- © 2011 by the Seismological Society of America
In the last three decades our knowledge about the seismic structure and the seismicity of the world's oceans has increased tremendously through the common availability of ocean bottom seismometers for active and passive seismic studies (e.g., Orcutt et al. 1976; Toomey et al. 1985; Tolstoy et al. 2008). The safe recovery of the instruments is essential to access the acquired data. Comparable studies of the polar oceans do not exist, because the perennial sea-ice cover in polar regions prevents a safe recovery of ocean bottom instruments. Hence, the seismic structure and the earthquake activity of large parts of the Arctic Ocean, including the Gakkel Ridge, one of the most prominent members of ultraslow-spreading mid-ocean ridges (< 20 mm/y full rate; Dick et al. 2003), are largely unknown. Mounting conventional land seismometers on drifting sea ice is the only way to acquire seismic data in the Arctic Ocean. The difficult access to the survey area, which requires icebreaking vessels and helicopters, and the cold temperatures and a constantly moving seismometer platform, represent highly unsuitable survey conditions.
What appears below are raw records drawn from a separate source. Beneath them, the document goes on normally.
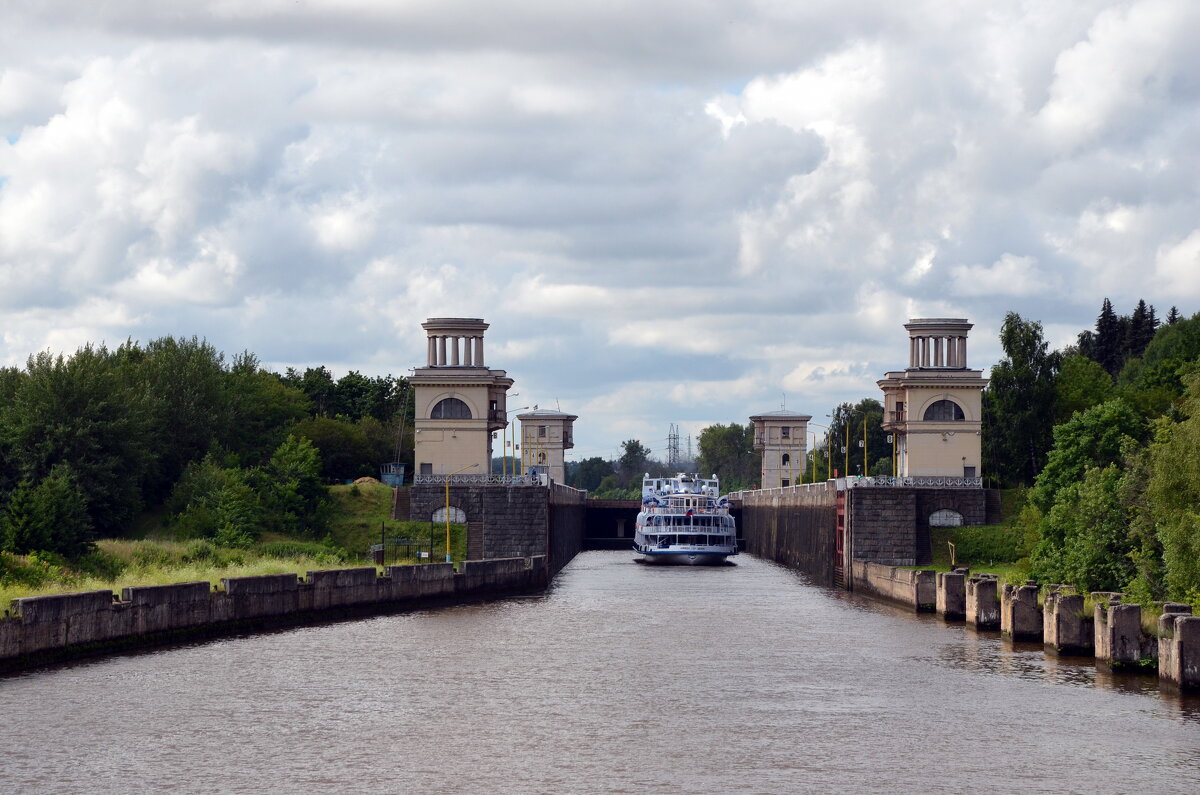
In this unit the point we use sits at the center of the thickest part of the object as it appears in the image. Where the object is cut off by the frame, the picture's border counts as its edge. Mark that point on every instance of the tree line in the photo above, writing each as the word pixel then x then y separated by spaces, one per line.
pixel 1103 434
pixel 226 447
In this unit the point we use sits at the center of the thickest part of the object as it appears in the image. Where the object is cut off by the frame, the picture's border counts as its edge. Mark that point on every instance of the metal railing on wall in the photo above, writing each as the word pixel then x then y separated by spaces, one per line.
pixel 479 479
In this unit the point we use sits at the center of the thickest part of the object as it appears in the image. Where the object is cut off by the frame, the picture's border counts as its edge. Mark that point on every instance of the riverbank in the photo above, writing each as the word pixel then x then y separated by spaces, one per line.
pixel 49 628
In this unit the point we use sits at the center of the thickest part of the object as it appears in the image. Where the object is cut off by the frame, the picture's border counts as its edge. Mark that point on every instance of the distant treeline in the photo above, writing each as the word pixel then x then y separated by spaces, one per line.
pixel 90 441
pixel 1107 436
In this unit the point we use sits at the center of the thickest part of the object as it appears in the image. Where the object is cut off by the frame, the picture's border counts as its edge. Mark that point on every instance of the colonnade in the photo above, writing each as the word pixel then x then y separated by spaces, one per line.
pixel 940 351
pixel 455 351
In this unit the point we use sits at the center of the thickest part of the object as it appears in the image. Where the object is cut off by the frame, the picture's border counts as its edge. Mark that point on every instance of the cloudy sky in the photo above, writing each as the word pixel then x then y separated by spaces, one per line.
pixel 672 211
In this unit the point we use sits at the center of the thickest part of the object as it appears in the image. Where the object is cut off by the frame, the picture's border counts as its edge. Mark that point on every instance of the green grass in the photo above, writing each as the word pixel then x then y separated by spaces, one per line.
pixel 994 549
pixel 155 556
pixel 361 514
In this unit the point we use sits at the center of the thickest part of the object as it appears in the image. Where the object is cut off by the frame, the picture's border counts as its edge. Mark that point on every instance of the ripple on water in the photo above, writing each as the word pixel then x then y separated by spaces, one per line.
pixel 622 677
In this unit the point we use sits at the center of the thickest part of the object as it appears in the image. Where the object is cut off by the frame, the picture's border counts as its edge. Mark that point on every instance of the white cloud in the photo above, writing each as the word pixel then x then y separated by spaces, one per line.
pixel 670 213
pixel 1009 275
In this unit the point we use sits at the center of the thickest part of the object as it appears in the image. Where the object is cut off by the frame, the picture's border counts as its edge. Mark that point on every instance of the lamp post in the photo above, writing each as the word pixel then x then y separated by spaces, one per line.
pixel 448 506
pixel 828 452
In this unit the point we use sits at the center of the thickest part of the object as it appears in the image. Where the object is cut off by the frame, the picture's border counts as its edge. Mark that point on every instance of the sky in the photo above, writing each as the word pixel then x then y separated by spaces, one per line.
pixel 670 213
However, Kristoffersen et al. (1982) made first attempts at recording regional earthquakes in the Arctic by attaching a sonobuoy array to an ice floe. Jokat et al. (2003) demonstrated that the acquisition of refraction seismic data is possible with seismic stations mounted on drifting ice floes. Okal and MacAyeal (2006) report on a deployment of seismometers on icebergs in Antarctica recording a variety of ice-induced (cryogenic) signals (MacAyeal et al. 2009).
We deployed seismic arrays on drifting sea ice during four expeditions in 2001, 2007, 2008, and 2009, recording local and regional earthquakes along Gakkel Ridge. In addition, the records contained many sorts of cryogenic signals (“icequakes”) stemming possibly from collisions between ice floes, crack formation, or disintegration of ice floes …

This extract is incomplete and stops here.